Saya menduga keras persoalan boleh tidaknya mengucapkan selamat hari natal cuma di Indonesia saja.
~Quraish Shihab~
Orang sedunia tahu, 25 Desember adalah
peringatan hari natal. Saya pun tidak begitu tahu latar belakang dan
sejarahnya, karena saya sendiri bukan kristiani, saya seorang muslim. Akan
tetapi dengan alasan silaturahmi, ketika hari natal saya akan mengucapkan
“Selamat Natal” kepada teman-teman kristiani.
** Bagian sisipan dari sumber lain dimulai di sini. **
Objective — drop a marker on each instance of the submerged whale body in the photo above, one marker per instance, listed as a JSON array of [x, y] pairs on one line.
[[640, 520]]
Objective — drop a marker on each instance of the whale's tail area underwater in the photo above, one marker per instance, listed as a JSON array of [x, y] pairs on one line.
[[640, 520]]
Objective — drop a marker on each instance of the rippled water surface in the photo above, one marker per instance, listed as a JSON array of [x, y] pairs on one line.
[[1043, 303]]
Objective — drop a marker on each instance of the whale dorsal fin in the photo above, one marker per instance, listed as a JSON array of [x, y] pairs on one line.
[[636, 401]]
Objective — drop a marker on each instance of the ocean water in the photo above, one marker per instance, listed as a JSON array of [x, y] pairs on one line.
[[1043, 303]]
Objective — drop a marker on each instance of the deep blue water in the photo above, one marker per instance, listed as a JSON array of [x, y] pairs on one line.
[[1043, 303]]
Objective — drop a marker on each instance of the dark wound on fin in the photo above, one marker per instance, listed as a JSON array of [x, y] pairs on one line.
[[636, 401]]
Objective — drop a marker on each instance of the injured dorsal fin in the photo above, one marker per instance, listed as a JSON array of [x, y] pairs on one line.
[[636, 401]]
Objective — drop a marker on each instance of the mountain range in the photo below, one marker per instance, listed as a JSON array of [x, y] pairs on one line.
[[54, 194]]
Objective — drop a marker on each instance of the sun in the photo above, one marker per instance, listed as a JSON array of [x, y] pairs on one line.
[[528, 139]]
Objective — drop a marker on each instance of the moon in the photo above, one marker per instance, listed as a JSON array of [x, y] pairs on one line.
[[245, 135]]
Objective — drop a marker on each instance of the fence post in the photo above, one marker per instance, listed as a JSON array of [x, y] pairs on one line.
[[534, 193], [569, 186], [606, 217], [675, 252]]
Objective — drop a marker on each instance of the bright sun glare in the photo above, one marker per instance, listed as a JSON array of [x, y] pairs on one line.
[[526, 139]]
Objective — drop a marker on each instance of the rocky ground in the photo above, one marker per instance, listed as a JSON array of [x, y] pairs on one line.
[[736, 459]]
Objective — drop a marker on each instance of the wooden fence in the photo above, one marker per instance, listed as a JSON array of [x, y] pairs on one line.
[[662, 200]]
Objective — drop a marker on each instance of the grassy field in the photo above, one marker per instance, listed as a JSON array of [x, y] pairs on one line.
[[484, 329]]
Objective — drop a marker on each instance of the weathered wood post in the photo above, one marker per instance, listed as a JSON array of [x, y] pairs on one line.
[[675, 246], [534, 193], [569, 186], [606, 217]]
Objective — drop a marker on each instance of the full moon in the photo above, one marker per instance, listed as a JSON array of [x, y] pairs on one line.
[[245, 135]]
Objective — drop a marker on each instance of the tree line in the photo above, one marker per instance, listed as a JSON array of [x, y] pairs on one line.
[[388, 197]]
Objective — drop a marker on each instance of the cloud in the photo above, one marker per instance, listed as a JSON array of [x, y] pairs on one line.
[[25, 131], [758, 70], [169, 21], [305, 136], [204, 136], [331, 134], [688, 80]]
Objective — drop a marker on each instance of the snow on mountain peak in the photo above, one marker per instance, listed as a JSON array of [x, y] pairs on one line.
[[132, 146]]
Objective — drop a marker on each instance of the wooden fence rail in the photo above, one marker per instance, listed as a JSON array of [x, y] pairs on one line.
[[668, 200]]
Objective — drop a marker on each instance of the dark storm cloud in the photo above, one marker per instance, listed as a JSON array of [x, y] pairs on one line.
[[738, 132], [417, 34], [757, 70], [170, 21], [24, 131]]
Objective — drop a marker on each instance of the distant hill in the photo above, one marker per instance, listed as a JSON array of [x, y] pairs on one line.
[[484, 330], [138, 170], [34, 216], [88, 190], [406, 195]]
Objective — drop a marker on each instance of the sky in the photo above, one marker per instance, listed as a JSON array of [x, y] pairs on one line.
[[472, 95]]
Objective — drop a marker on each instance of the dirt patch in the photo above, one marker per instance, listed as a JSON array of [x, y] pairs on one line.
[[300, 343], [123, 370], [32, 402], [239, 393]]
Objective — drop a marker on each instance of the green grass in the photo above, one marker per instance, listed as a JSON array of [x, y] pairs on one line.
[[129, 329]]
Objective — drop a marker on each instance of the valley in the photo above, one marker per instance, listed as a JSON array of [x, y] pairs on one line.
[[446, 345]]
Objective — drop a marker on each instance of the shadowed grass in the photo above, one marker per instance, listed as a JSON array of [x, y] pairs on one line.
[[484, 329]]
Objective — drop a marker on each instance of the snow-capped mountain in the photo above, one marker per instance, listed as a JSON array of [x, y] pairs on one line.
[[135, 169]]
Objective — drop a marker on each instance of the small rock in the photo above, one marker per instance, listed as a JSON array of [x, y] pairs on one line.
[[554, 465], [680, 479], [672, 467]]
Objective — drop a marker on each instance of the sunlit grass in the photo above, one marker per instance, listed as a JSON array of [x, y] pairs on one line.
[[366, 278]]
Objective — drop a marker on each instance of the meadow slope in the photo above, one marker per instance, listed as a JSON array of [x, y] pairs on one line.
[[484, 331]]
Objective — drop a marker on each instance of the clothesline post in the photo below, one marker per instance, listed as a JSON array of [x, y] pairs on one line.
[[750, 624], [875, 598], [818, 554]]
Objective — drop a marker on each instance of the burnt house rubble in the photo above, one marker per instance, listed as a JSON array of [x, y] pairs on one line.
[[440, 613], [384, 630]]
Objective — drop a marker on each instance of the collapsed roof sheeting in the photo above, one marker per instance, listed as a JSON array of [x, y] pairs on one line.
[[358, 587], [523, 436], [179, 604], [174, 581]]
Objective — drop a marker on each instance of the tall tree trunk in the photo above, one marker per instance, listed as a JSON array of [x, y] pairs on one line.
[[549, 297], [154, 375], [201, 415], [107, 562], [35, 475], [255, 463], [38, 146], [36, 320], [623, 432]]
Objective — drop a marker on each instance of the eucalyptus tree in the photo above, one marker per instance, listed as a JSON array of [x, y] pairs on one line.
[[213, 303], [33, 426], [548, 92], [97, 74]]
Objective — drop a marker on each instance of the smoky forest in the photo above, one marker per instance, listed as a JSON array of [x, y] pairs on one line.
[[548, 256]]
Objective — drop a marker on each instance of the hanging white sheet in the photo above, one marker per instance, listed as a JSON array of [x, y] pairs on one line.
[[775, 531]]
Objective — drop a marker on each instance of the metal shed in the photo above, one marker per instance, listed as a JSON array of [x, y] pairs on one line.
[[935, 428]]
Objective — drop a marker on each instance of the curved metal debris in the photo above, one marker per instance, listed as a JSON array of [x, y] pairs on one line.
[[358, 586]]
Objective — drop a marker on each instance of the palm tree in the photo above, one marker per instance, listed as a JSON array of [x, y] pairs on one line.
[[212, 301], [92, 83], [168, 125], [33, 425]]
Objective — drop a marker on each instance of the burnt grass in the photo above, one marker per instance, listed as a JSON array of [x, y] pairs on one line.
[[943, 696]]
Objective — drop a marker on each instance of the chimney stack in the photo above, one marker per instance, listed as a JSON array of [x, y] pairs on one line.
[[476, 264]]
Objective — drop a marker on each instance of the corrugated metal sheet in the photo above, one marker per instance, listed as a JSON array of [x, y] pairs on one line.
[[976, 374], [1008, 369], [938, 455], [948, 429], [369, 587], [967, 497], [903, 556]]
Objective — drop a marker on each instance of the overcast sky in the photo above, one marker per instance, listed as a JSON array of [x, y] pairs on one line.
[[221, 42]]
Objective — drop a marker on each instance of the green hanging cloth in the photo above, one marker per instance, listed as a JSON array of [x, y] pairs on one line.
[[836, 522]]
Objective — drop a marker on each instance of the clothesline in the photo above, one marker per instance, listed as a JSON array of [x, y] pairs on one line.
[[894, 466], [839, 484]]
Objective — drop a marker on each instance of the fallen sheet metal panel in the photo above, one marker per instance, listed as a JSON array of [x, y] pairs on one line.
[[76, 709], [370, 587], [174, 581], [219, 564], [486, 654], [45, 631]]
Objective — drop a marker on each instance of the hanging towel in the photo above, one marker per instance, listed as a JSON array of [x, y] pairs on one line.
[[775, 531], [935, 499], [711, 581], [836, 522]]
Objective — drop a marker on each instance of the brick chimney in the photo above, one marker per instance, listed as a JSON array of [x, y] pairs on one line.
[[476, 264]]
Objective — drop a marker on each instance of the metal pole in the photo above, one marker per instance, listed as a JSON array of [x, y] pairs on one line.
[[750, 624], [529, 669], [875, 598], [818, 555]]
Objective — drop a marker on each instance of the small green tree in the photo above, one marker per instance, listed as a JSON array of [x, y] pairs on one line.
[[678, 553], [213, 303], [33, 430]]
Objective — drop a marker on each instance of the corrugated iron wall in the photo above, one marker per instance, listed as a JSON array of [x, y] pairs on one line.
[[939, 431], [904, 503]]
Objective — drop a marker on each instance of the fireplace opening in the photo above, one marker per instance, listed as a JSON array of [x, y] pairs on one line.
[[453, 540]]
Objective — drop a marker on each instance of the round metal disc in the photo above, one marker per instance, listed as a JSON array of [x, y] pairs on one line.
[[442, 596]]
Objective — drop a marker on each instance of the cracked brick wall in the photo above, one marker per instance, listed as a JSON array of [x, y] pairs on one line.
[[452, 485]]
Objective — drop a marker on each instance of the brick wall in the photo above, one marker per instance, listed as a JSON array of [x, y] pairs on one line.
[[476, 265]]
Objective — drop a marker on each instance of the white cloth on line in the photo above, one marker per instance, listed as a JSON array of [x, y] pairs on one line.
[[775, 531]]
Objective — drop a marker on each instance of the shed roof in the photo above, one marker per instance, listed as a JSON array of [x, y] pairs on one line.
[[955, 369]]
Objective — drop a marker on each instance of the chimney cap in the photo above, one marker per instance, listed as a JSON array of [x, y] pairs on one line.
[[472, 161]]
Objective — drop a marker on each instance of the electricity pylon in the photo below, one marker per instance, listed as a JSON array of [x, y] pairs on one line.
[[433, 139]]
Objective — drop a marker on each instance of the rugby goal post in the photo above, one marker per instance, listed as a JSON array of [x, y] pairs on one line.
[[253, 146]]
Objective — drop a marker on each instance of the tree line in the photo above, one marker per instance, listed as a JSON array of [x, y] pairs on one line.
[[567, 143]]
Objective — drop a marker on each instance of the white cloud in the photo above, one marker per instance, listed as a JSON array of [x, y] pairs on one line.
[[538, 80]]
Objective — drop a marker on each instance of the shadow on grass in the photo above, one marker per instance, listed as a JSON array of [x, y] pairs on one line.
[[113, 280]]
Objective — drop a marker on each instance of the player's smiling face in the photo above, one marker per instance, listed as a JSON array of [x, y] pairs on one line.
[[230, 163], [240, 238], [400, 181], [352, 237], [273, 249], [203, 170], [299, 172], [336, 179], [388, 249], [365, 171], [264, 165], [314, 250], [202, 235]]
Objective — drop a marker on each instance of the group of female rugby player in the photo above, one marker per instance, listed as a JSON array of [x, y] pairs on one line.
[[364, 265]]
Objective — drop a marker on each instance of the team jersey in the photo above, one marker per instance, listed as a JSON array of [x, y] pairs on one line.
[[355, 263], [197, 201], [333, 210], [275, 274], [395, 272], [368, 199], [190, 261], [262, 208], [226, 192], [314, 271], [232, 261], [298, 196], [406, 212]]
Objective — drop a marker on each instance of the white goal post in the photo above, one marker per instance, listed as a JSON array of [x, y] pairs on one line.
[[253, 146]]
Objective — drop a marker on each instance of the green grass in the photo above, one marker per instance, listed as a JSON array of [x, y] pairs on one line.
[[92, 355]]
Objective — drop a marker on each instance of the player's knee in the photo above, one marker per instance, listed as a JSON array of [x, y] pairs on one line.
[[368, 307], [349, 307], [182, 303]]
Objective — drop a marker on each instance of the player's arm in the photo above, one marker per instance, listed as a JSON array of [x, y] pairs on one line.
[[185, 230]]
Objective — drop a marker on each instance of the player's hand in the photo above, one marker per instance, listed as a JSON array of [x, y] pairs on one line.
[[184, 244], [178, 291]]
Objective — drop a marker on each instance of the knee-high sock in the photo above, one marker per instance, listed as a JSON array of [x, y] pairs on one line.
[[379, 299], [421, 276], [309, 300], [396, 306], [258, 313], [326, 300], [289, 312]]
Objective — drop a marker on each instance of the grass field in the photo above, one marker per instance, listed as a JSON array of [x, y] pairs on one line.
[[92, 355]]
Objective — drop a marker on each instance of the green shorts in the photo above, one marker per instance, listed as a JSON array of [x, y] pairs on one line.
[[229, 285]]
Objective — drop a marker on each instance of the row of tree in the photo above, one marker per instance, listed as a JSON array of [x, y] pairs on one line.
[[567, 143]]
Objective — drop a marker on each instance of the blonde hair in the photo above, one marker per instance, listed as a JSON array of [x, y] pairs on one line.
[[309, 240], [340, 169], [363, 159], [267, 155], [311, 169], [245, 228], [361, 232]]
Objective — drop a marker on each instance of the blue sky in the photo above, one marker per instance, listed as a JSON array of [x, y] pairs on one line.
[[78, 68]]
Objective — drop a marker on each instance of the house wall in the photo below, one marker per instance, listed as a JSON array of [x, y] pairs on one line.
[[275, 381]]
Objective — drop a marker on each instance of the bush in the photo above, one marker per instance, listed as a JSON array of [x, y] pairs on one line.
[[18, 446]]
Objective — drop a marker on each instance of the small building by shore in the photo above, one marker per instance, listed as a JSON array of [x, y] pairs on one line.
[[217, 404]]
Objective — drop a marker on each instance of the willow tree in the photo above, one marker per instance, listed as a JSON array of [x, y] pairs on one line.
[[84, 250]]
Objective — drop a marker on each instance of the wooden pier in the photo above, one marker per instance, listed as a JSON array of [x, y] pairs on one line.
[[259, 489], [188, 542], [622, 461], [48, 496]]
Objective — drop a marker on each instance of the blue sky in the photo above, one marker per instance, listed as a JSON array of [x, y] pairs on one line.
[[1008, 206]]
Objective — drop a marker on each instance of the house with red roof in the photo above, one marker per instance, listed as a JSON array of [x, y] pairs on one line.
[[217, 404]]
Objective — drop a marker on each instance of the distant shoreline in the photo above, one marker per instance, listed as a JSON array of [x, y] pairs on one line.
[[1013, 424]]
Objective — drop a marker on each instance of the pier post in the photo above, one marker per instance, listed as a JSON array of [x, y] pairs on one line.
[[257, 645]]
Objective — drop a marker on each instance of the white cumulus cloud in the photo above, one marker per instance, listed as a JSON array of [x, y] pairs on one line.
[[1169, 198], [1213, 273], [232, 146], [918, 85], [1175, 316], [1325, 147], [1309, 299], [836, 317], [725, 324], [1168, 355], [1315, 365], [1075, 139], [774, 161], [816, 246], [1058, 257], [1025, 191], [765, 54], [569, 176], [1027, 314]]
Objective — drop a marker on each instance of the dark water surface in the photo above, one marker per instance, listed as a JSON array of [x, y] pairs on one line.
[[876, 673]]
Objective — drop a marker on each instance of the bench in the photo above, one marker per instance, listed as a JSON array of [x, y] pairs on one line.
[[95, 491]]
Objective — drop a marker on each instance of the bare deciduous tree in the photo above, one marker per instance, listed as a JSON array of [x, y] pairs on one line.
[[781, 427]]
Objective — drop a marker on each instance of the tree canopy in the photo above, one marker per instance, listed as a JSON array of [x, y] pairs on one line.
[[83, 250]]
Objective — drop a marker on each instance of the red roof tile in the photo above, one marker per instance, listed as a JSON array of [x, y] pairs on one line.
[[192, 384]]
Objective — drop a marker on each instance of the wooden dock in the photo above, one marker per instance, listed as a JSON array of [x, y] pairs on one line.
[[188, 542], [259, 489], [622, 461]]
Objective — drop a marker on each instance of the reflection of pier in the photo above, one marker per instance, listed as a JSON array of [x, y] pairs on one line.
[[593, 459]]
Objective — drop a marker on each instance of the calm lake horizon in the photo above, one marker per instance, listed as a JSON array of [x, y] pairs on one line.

Ternyata, ucapan sepele tersebut masih
saja menjadi perdebatan di kalangan agama saya. Bahkan banyak yang menggunjing
ketika ada seorang muslim yang memberi ucapan selamat natal kepada umat
Kristen. Beberapa artikel yang saya baca menuliskan bahwa ucapan selamat natal
diharamkan di dalam agama islam dengan dalil “kaum yang menyerupai kaum lainnya
maka ia adalah bagian dari kaum itu”.
Di dalam artikel tersebut menuliskan,
meskipun ucapan, tetapi merupakan sebuah pernyataan. Dalam tulisan tersebut juga
tertulis jelas, syahadat (persaksian masuk agama islam) adalah sekedar
ucapan, tapi kata tersebut adalah syarat masuk islam. Argument lain juga
mengatakan, seorang muslim menikah juga mengucapkan akad sebagai syarat
halalnya wanita yang dinikahi. Wah, saya kagum dengan argumen-argumennya.
Bukannya saya berpengetahuan, justru
pengetahuan saya sangat minim akan pasal-pasal di dalam islam yang sangat
banyak sekali. Akan tetapi saya melihat berdasarkan konteks dan logika. Ucapan
selamat natal tidak sesuai jika disamakan dengan konteks syahadat maupun akad
nikah. Ucapan selamat natal sebatas wujud toleransi antarumat beragama. Ketika
umat muslim mengucapkan selamat natal, apakah juga keimanannya akan berubah?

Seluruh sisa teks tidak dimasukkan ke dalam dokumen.